Look up the documentation for `TfidfVectorizer()` and see if you can figure out what to do. Don't spend more than 5 or 10 minutes puzzling it over, though. When you're ready, you can reveal the solution.

<details>
<summary>Click here for the TF-IDF solution</summary>
<pre><code># The new libraries
import requests, re, zipfile, io
import pandas as pd
from sklearn.feature_extraction.text import TfidfVectorizer

#Empty lists for titles and texts
titles = [] #use as row labels
texts = [] #the data we will analyze

shakeszip = requests.get("https://jrladd.com/CIS241/data/shakespeare.zip")

#Unzip the folder, get all the files out, and save the play titles
with zipfile.ZipFile(io.BytesIO(shakeszip.content)) as myzip: # Look inside our zipfile
    for i in myzip.infolist(): # Loop through each file
        if i.is_dir() == False and i.filename.startswith('__MACOSX') == False: # Filter out the pointless duplicates
            titles.append(re.split(r"/|_TXT",i.filename)[1]) # Add titles to list
            texts.append(myzip.read(i.filename)) # Add the text to list

#Create a vectorizer instance, save only 100 words
vectorizer = TfidfVectorizer(max_features=100)

#Transform files into TF-IDF
shakespeare = vectorizer.fit_transform(texts)
#Turn vectorizer results into readable dataframe
shakespeare = pd.DataFrame(shakespeare.toarray(), index=titles, columns=vectorizer.get_feature_names_out())
shakespeare</code></pre>
</details>

**In the cells below, import the necessary libraries for TF-IDF and KMeans clustering, read in the Shakespeare files, and turn them into a dataframe of TF-IDF values**:

# K-Means Clustering

Now you have some data: normalized counts of the most frequent 100 words in Shakespeare's plays.

In this next section, do the following:

1) Determine the number of clusters you will need.

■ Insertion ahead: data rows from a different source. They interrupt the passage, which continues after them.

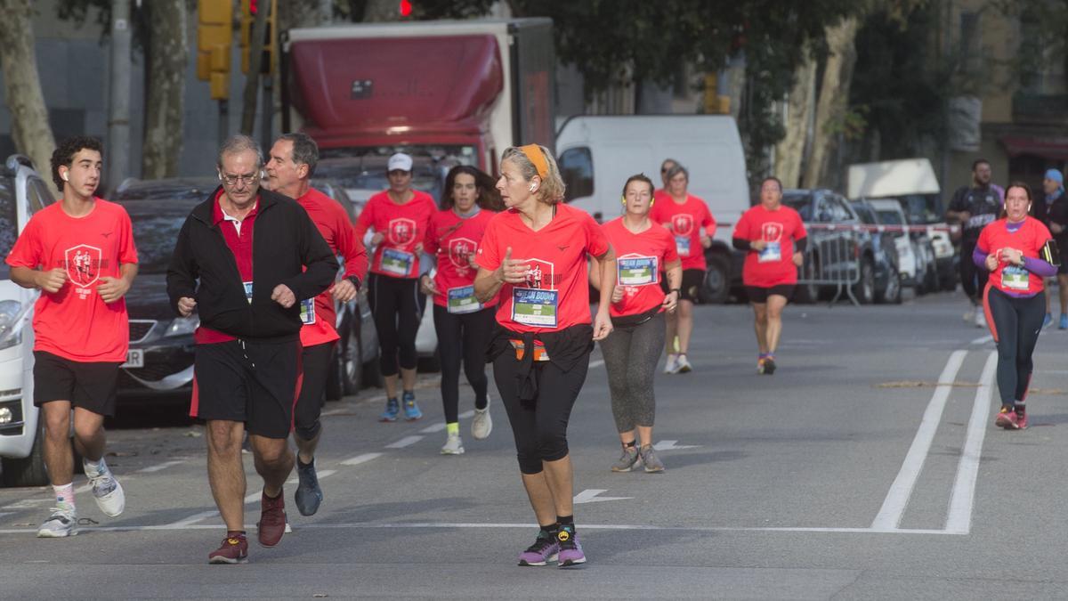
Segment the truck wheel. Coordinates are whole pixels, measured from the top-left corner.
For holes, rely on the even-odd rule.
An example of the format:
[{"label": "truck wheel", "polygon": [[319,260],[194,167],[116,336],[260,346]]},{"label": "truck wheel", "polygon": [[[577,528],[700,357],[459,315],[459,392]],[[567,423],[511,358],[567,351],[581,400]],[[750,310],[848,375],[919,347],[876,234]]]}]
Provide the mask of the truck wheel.
[{"label": "truck wheel", "polygon": [[[43,487],[48,483],[44,453],[45,428],[37,425],[30,456],[25,459],[0,460],[0,483],[4,487]],[[81,462],[78,462],[81,463]]]},{"label": "truck wheel", "polygon": [[726,257],[712,255],[708,257],[708,267],[705,269],[705,281],[697,296],[702,303],[723,305],[731,297],[731,264]]}]

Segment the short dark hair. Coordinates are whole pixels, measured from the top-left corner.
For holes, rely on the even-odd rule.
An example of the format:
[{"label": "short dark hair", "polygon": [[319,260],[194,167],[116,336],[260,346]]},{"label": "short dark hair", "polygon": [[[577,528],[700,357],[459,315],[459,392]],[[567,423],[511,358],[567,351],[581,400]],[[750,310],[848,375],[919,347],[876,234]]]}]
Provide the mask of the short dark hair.
[{"label": "short dark hair", "polygon": [[474,186],[478,190],[478,199],[475,202],[480,207],[488,211],[504,210],[504,201],[501,200],[501,192],[493,187],[493,179],[470,165],[457,165],[449,170],[449,174],[445,175],[445,187],[441,190],[441,199],[438,201],[442,210],[456,205],[453,199],[453,185],[456,184],[456,176],[461,174],[474,178]]},{"label": "short dark hair", "polygon": [[629,186],[631,182],[645,182],[649,186],[649,194],[650,195],[653,192],[657,191],[657,187],[655,185],[653,185],[653,180],[650,180],[648,178],[648,175],[646,175],[645,173],[634,173],[630,178],[627,178],[626,183],[623,184],[623,196],[624,197],[627,196],[627,186]]},{"label": "short dark hair", "polygon": [[93,150],[100,153],[104,156],[104,144],[97,138],[92,138],[90,136],[76,136],[74,138],[67,138],[56,147],[56,151],[52,152],[52,182],[56,182],[56,187],[62,192],[63,191],[63,178],[60,178],[60,166],[64,166],[69,169],[74,165],[74,155],[78,154],[83,150]]},{"label": "short dark hair", "polygon": [[297,132],[282,134],[278,139],[293,142],[293,161],[297,165],[307,165],[309,178],[315,174],[315,166],[319,163],[319,145],[311,136]]}]

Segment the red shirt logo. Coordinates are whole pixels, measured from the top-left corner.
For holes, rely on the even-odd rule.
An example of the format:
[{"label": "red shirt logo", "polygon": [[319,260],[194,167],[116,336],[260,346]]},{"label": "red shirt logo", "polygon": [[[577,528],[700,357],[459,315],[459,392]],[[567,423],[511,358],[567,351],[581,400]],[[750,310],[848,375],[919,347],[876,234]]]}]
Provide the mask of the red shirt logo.
[{"label": "red shirt logo", "polygon": [[673,215],[671,218],[672,230],[679,235],[690,235],[693,230],[693,215],[688,215],[686,213],[679,213],[678,215]]},{"label": "red shirt logo", "polygon": [[100,275],[100,249],[95,246],[79,244],[66,249],[66,269],[70,281],[87,287],[96,281]]},{"label": "red shirt logo", "polygon": [[407,217],[390,220],[390,242],[402,246],[415,238],[415,221]]}]

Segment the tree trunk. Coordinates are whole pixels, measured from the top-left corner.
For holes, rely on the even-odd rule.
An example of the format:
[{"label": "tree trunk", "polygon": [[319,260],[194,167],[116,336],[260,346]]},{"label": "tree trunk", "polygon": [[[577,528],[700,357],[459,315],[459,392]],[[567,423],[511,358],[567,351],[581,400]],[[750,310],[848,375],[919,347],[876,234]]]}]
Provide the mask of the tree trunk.
[{"label": "tree trunk", "polygon": [[858,26],[857,17],[848,17],[827,29],[827,45],[831,53],[827,58],[819,103],[816,106],[812,155],[804,174],[804,186],[807,188],[818,187],[822,183],[829,157],[834,154],[837,144],[834,125],[842,122],[848,108],[849,83],[857,63],[857,47],[853,42]]},{"label": "tree trunk", "polygon": [[808,139],[808,122],[816,104],[816,61],[807,56],[794,73],[794,89],[786,105],[786,120],[783,124],[786,136],[775,144],[775,176],[783,186],[792,188],[801,185],[801,166],[804,164],[805,141]]},{"label": "tree trunk", "polygon": [[[0,66],[3,68],[4,103],[11,111],[15,149],[27,155],[42,173],[49,172],[56,138],[48,124],[48,109],[41,92],[37,59],[33,51],[30,0],[0,0]],[[45,181],[58,195],[51,176]],[[58,198],[58,196],[57,196]]]},{"label": "tree trunk", "polygon": [[148,4],[148,72],[142,176],[174,178],[182,159],[186,64],[189,62],[185,0]]}]

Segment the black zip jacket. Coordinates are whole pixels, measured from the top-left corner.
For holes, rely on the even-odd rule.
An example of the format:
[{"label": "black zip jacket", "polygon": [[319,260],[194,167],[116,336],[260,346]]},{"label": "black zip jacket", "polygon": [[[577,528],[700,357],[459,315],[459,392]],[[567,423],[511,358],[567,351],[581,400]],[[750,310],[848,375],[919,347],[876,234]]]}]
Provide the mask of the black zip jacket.
[{"label": "black zip jacket", "polygon": [[[254,341],[297,339],[299,300],[312,298],[333,283],[337,260],[297,201],[261,188],[252,230],[249,303],[234,253],[213,222],[216,194],[218,189],[193,207],[178,232],[167,269],[171,308],[177,312],[178,298],[189,296],[197,300],[205,327]],[[298,302],[288,309],[270,298],[280,283],[297,296]]]}]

Consider the explanation written above, but also try the **elbow method**. Explain *why* you chose the value for K that you did. *Because you're using TF-IDF for scaling, you do **not** need z-scores*.
2) Run K-Means clustering on the Shakespeare data. Look at the results to see if they match what literary scholars think about how different plays go together (i.e. do they match the table of contents above?). Write down some of your thoughts.
3) Assess your clustering model by looking at the size of the clusters and a visualization of the cluster means. Did your model do a good job? What features seem to be separating the clusters? Write down some ideas, and suggest one or two next steps.